Islington Tribune - by ROISIN GADELRAB Published:19 December 2008
Council tax rise fear as Town Hall pensions cash gap grows
Deficit nears £400m but finance chief says: We’ve 25 years to put it right
A RISING Town Hall pensions deficit – now nearing £400million – could force increases in council tax and sales of buildings. Islington Council’s Lib Dem finance chief Councillor John Gilbert has played down the likely impact of the growing cash gap, saying the Town Hall has 25 years to make up the difference.
He said: “By hook or by crook we’ll have to do that. It’s certainly ‘doable’. But there’s no immediate need to do anything. The local government pensions scheme is protected by law. “The council has to pay the pensions so either the investment returns have to improve or we’ll have to put more money into the scheme and we can do that either by raising council tax or from capital receipts by selling council assets. Neither of these are attractive options because we want to use our resources for residents.”
He added: “Most pensions schemes are underfunded. It’s not necessarily such bad news because they are paid out over a long period of time so the fact that we don’t have enough money now isn’t necessarily a problem. The stockmarkets have gone down so we can expect it to be worse now but we’ll look at it again in 2010.”

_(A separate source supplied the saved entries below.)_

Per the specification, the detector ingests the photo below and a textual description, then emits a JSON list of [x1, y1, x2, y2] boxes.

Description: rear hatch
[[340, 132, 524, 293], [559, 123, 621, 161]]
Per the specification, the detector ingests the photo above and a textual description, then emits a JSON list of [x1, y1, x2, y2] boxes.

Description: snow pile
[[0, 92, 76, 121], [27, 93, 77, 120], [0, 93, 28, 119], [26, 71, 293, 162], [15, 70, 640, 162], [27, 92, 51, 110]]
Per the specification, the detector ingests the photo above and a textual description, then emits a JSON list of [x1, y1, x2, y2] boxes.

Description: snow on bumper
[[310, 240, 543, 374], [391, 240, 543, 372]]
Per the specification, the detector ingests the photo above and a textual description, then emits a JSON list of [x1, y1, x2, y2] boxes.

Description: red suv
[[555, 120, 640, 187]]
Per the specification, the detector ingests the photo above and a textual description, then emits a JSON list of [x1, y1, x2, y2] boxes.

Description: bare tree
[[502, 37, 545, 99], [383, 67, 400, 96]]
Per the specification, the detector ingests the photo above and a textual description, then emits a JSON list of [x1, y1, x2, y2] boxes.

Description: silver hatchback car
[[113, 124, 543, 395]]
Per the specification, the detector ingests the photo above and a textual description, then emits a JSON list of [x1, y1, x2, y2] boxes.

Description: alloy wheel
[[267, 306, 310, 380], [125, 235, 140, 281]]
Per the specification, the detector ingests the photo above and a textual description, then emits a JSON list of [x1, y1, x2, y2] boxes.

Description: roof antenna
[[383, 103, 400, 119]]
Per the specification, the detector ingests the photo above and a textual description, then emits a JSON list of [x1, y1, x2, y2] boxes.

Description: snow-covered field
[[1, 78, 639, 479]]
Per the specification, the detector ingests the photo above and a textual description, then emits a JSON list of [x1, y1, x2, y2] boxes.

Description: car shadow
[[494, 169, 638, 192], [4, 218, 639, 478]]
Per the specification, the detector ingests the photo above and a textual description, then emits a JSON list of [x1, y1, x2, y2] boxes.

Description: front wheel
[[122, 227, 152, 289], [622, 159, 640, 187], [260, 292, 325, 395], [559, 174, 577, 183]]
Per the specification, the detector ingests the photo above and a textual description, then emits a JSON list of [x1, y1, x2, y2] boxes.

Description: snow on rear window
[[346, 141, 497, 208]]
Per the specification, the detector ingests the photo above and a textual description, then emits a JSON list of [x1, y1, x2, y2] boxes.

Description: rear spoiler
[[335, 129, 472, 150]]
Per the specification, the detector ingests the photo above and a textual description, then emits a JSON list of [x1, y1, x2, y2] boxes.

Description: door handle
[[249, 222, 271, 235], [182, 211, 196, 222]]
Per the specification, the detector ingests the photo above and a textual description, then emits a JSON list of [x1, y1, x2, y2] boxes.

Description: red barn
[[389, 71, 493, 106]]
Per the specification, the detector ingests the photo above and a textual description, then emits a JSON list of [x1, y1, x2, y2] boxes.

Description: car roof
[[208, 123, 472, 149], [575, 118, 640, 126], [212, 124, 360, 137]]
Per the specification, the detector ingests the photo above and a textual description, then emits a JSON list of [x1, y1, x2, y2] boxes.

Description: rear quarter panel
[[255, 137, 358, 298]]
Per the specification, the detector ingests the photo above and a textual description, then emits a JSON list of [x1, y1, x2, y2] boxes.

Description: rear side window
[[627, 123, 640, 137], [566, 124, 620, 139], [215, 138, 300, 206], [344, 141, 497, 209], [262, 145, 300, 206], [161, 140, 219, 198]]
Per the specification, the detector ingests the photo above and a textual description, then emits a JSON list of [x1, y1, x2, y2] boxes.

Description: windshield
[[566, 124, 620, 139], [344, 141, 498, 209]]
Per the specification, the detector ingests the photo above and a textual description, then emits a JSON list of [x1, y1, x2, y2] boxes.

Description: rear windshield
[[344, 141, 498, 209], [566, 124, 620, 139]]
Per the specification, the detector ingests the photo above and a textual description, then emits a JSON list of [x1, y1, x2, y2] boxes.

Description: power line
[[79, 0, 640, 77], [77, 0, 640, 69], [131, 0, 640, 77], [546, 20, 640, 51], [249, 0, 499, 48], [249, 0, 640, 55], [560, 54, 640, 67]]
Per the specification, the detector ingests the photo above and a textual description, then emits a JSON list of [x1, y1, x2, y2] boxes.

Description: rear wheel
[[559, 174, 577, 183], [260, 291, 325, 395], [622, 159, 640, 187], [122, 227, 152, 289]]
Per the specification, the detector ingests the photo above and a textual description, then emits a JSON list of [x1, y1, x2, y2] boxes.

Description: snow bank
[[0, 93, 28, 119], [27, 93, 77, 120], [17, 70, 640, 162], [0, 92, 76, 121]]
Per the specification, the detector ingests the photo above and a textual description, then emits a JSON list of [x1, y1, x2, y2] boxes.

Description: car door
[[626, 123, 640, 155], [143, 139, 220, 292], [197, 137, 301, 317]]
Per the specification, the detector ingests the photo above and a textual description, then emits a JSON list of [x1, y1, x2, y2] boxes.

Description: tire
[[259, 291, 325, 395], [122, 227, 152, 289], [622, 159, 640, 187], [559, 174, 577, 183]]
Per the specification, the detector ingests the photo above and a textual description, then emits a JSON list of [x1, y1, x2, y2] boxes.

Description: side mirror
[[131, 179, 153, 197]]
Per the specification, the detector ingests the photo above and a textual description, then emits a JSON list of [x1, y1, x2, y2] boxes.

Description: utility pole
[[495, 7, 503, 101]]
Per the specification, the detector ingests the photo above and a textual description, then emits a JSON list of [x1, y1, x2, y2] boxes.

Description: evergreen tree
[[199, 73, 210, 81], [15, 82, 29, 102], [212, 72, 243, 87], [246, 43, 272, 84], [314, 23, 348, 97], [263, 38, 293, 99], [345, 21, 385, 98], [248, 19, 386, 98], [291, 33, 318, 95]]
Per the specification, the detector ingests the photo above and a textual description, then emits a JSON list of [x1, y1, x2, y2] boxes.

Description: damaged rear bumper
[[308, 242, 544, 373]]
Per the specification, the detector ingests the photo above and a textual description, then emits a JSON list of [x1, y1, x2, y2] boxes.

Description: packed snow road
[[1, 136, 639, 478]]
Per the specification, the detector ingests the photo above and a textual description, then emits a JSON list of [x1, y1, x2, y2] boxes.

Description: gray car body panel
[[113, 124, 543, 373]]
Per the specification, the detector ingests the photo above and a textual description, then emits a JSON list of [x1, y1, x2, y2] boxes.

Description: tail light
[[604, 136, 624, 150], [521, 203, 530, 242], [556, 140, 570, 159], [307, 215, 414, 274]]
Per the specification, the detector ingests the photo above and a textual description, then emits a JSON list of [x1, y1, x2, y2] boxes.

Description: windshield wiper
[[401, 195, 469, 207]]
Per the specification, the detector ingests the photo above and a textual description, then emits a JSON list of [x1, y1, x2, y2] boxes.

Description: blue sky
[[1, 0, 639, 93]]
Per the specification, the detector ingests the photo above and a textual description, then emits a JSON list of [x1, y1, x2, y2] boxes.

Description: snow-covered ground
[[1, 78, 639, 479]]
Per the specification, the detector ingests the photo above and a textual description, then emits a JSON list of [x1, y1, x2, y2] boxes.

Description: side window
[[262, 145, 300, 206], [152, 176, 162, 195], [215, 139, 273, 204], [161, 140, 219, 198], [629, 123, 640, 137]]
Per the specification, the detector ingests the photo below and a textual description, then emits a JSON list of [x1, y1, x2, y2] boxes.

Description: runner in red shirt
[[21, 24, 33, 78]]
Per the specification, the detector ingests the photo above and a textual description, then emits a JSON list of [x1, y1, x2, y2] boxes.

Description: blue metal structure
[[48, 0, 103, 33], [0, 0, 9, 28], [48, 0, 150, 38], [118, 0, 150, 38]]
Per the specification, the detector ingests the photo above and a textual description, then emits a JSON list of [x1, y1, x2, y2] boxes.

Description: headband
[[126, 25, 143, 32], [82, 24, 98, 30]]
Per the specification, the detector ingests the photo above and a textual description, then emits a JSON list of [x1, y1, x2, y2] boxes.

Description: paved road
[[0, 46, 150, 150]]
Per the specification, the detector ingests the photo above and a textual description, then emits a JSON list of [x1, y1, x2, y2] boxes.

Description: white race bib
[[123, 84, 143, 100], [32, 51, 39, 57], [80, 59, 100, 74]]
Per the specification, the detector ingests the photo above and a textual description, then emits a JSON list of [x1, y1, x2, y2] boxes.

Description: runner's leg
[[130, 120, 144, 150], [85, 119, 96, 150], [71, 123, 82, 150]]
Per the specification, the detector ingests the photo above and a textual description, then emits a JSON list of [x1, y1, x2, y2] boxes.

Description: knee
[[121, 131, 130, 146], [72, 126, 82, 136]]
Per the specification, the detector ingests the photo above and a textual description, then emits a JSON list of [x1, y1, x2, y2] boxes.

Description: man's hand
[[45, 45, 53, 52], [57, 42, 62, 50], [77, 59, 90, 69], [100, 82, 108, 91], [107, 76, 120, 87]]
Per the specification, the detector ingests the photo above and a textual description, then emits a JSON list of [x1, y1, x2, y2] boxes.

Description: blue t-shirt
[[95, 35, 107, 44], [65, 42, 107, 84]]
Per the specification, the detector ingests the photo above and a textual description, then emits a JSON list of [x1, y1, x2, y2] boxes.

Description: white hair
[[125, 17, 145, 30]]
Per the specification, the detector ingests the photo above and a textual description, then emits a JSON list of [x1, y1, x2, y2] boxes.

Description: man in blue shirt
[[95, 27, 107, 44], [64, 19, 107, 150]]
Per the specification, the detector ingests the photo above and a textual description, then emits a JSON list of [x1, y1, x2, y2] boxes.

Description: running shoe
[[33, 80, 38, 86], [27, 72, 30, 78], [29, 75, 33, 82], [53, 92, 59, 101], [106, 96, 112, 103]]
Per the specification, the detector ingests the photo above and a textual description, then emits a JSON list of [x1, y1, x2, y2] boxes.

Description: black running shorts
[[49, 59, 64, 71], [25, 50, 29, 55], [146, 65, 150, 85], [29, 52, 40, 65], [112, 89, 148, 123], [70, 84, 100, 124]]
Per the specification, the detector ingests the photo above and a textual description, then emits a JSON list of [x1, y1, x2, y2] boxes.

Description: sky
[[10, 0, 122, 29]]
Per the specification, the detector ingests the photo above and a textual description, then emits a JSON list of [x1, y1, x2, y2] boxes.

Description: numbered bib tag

In the council’s accounts published in May, the pensions deficit – the difference between how much is in the coffers and how much will have to be paid out to current and former staff – stood at £333million.
But since then the economy has gone into freefall, bringing down the value of pensions investments. The deficit has now risen to nearly £400 million.
The figures emerged at Islington Council’s pension fund annual meeting last week.
Economist Dr Jennifer Sharpley, who was present, afterwards criticised the lack of information in the pensions report.
She said: “There were no figures on the deficit. The council is hiding behind a lack of transparency and accountability.”
Vaughan West, branch secretary of the GMB union, which represents local government workers, said: “Very crudely, if they had to pay everyone tomorrow this is what they would have to pay. “I’m not concerned that people won’t get their pensions – the scheme is laid down in an act of Parliament and the liability is not immediate.”
He added: “There’s a long-term worry that if there are huge deficits there may be moves on a national level to try to renegotiate the pensions scheme. “At some point they will have to make it up and that will have an effect on a number of things, including council tax bills, and services.”
Former financial journalist Leo Chapman said: “If they keep paying these gold-plated pensions the residents will have to foot the bill.”